Kapitalizmi trollemek

Fotoğraf: Envato

Paylaş

Henüz kolayca izlenebilir olmayan filmlerle ilgili önceden yorumlar duymanın, okumanın sakıncalı bir tarafı var. İster istemez filmlere dair ön yargı oluşturabiliyor. Filmi biraz daha önceden izleyebilmiş olanlar için heyecanlanmak ve o filmi konuşmadan duramamak ne kadar olağansa, izlememiş olanların bundan bir basınç hissetmesi ve canının sıkılması da öyle. Ölçüyü kaçırmak fenadır da, her film fazla abartılmış değildir sonuçta. Toni Erdmann değil. Kolay değil, herkese göre değil, geleneksel hikaye anlatma kurallarına uygun değil, içine giremeyen seyirci için çok da uzun olmalı. Ama değişik bir sinema olayı Toni Erdmann. 

Genç Alman Yönetmen Maren Ade, bundan önce en çok Herkes Gibi (Alle Anderen) filmiyle tanınıyordu. Uzun ikili sahneleriyle dikkatini ilişkilerin hem esasına, hem de detaylarına yönelttiği oradan belliydi. Toni Erdmann ile, bir baba kız ilişkisine odaklanıyor. Orta sınıf mutsuzluğuna karşı oyunlu bir mücadelenin filmi. Bunu uzun sahnelerle, duyguları sindirmeye ve yabancılaştırmaya açık bir anlatımla ve serpiştirdiği sayısız insani detayla yapıyor. Her sahnesindeki her detay özenle tasarlanmış, ama yapaylığını belli etmeyen filmler her zaman çıkmaz.

Olaylar, Müzik Öğretmeni Winfried’in köpeğinin ölmesinin ardından yalnız kalmasıyla başlıyor. Artık emekli olmuştur. Romanya’da bir danışmanlık şirketinde yoğun mesai ile çalışan kızıyla ilgilenmeye karar verir. Ines kariyerine odaklanmış bir kadındır, işi hiç kolay değil, pek tatmin edici de değildir. Winfried Bükreş’e Ines’in yanına gider, orada Toni Erdmann adında bir karakter uydurur ve olmadık zamanlarda Ines’in hayatına girmeye, oyunlar oynamaya başlar. Çoğunlukla utanç verici durumlar oluşur, ciddi beyaz yakalı Ines bu çocukça oyunlardan dolayı çok gerilir. Orta sınıf Avrupalı normlarıyla her seferinde çatışmaya girer, bazen bir peynir rendesi, peruk, takma dişler, bir Whitney Houston şarkısı, Kukeri denen geleneksel kötü ruhları kovma kostümü... 

Filmin uzunluğu hissedilmeyen 162 dakikası, çok uzun bir zaman dilimini anlatmıyor.
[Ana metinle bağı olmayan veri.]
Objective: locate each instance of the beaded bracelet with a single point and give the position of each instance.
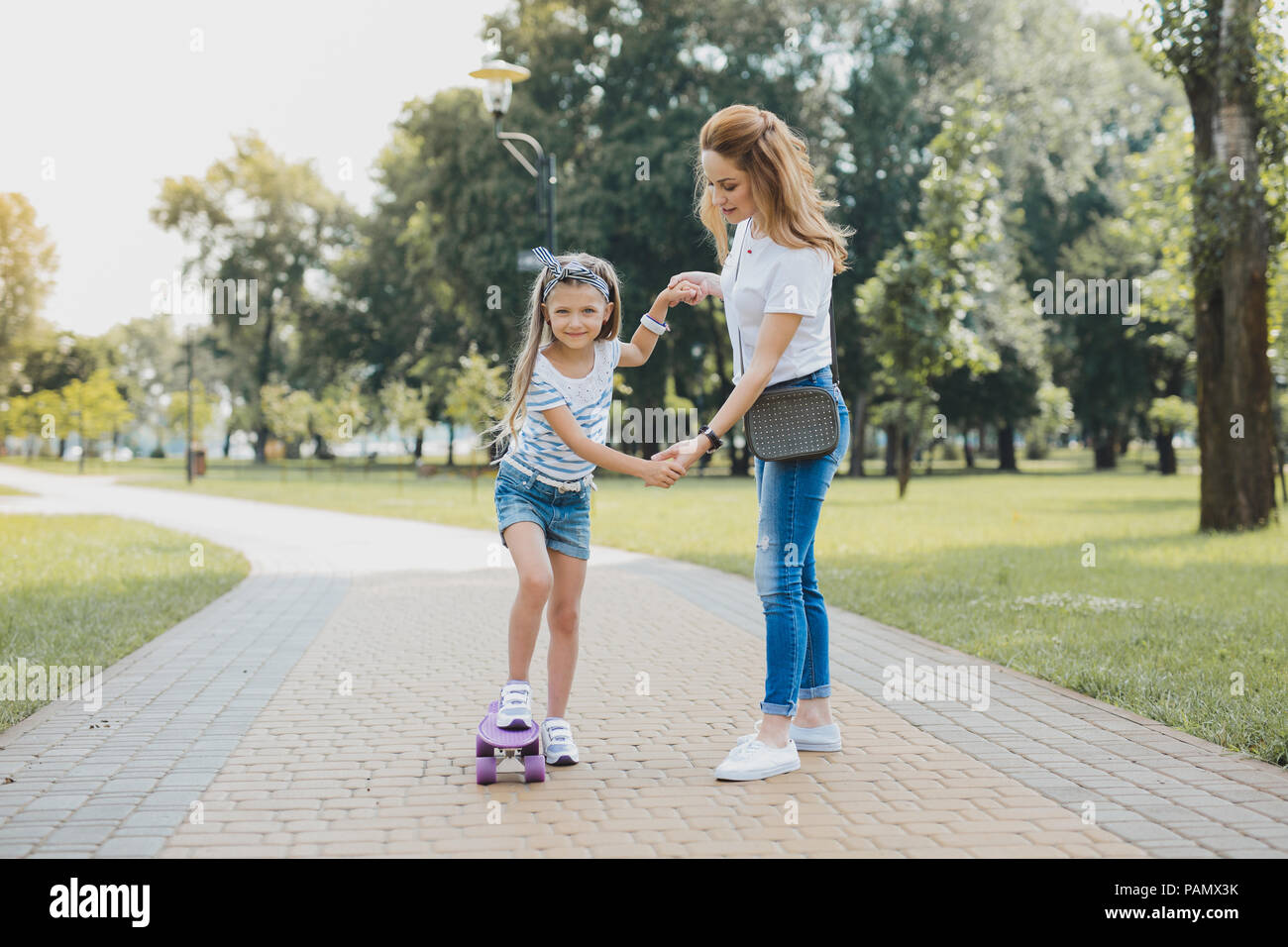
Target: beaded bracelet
(653, 325)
Sahneler bu kadar uzun olmasa hakkını veremeyecek. Öyle olması gerekiyor, çünkü mesela Ines için sinir bozucu ve utanç verici olan, başta seyirci için de böyle deneyimlenebilir. Bu geçip de oyunla eğlenmeye, yabancılaştırmanın farkına varmaya başlayan seyirci için Toni Erdmann işliyor. Sosyal medya jargonuna aşina olanlar için, bir çeşit trol kendisi. Romanya’da da başka her yerdeki gibi işleyen kapitalizmin, para ve ikbale karşılık verilmiş ruhun karşısına çıkıyor, şirket hayatını da, sosyal hayatı da trollüyor. 

Toni Erdmann oyunculuğun başarısıyla anılıyor, daha da anılacak. Başarılı oldukları muhakkak, Sandra Hüller de, Peter Simonischek de her mimikte, her jestte harikalar yaratıyor. Dahası, yönetmen gözünü tam olarak insan bedenine ve onun iletişimine dikmiş. Filmin esbabımucibesi orada yatıyor. 
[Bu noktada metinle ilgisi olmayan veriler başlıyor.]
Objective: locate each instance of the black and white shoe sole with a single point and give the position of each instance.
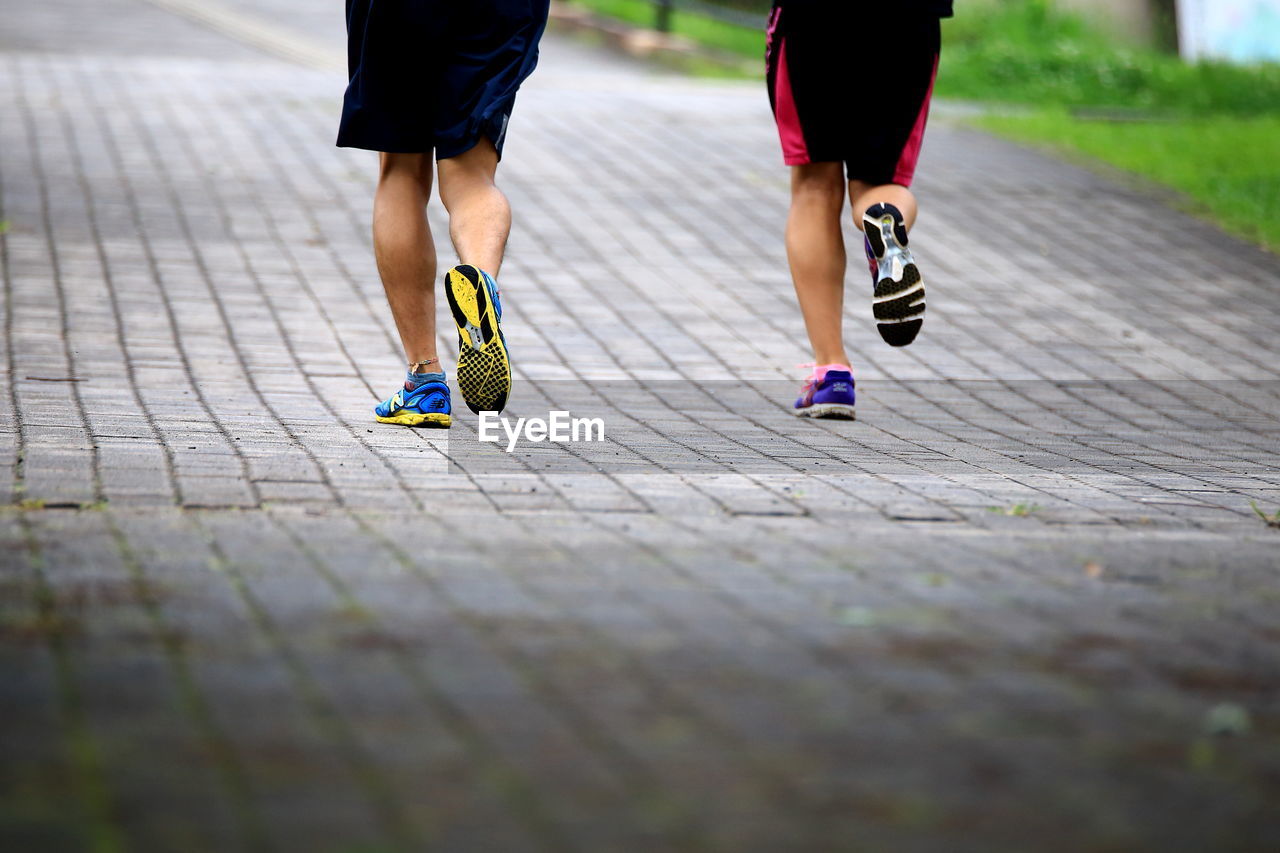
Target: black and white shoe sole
(899, 297)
Ucuz aileyi birleştirme numaralarına başvurmuyor film, başka bir şey yapmaya çalışıyor. Düşüncesizce gülmeyi değil, tersine sorgulamayı, düşünmeyi, denemeyi öneriyor. Çağın depresyonuna anlayışsızlık etmiyor, ama teslim olmamaya çağırıyor. Dünya yaratıcı sinemasının ölüm ve kayıpla baş etmeye odaklandığı düşünülünce, bu muziplik daha da anlamlı.

YAZARIN DİĞER YAZILARI
Sefer Selvi Karikatürleri
Evrensel Gazetesi Birinci Sayfa
Evrensel Ege Sayfaları
EVRENSEL EGE

Ege'den daha fazla haber, röportaj, mektup, analiz ve köşe yazısı...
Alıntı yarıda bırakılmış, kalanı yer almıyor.